Apartheid dodgy deals laid bar

Author and anti-corruption activist Hennie van Vuuren’s latest 610-page book, Apartheid Guns and Money: A Tale of Profits, has blown open the lid on some of the apartheid government’s economic crimes.

Speaking to the Saturday Dispatch this week, Van Vuuren said the work was an exposé which “navigated South Africa’s long historic shadow of state capture”.

Most of the sanctions-busting companies who fed the apartheid regime with weapons are still doing business with the new democratic regime.

He said he had had to endure numerous “security concerns” during the five years it took to research the tome.

That is how long it took him and a team of dedicated researchers to trawl through two-million pages of secret evidence to finally shed light on a covert global network crossing 50 countries which was initially set up to bypass and counter sanctions against apartheid South Africa.

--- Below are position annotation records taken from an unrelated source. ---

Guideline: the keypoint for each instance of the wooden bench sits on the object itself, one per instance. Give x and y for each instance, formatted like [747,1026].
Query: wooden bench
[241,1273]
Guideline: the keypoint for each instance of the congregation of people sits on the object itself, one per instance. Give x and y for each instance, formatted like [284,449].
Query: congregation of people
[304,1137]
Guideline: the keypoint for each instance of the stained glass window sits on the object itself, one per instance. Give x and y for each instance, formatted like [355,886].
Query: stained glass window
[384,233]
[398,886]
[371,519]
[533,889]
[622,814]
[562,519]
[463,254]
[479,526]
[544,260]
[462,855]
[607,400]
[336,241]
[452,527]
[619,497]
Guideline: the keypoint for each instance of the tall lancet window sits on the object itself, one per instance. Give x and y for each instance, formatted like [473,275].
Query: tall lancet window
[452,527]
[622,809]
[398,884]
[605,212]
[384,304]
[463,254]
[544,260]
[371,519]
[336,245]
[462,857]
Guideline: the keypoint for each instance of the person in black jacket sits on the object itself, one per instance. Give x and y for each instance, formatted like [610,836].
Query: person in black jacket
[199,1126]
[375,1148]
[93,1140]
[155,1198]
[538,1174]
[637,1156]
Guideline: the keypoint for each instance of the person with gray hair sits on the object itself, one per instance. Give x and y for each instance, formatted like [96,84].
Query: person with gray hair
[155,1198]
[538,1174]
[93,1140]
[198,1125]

Their task was made difficult by the “huge volumes of documents” which were pulped and shredded in the dying days of apartheid.

In his book, Van Vuuren says the country’s National Intelligence Agency alone destroyed 44 tons of documents that could have shed more light on the apartheid network’s dark deals in guns and money.

“With this, the written record of countless acts of individual culpability were destroyed,” he wrote.

Van Vuuren is a director of Open Secrets, a non-profit organisation working on private sector accountability for economic crime and related human rights violations.

He is a past fellow of the Open Society Foundation for South Africa and director at the Institute for Security Studies. He is also active in the Right2Know campaign.

His latest book, among many other revelations, exposes how the apartheid government blew R501-billion between 1974 and 1994 on weapons and intelligence in a bid to counter the international sanctions imposed upon South Africa.

Van Vuuren says they discovered that the network spawned to defend apartheid worked like a machine.

Explosive findings in his book include:

l Banks were at the centre of economic malfeasance, and ran at the centre of their business a secret “arms money machine”, which cut across nations and worked to break the arms embargo;

l A trail of money laundering that enabled the old SA Defence Force (SADF) to move secret funds to the value of over R500-billion (current value) on covert defence projects and weapons in violation of apartheid-era sanctions;

l Details of the National Party’s key funders during the revolutionary 1980s; and

l Details of how crimes of the past continue to haunt and cost the South African public today.

The team worked closely with the South African History archives and other civic society partners such as the Lawyers for Human Rights.

“There were many challenges that we encountered during this journey. Many government departments tried to block us from gaining access to crucial information.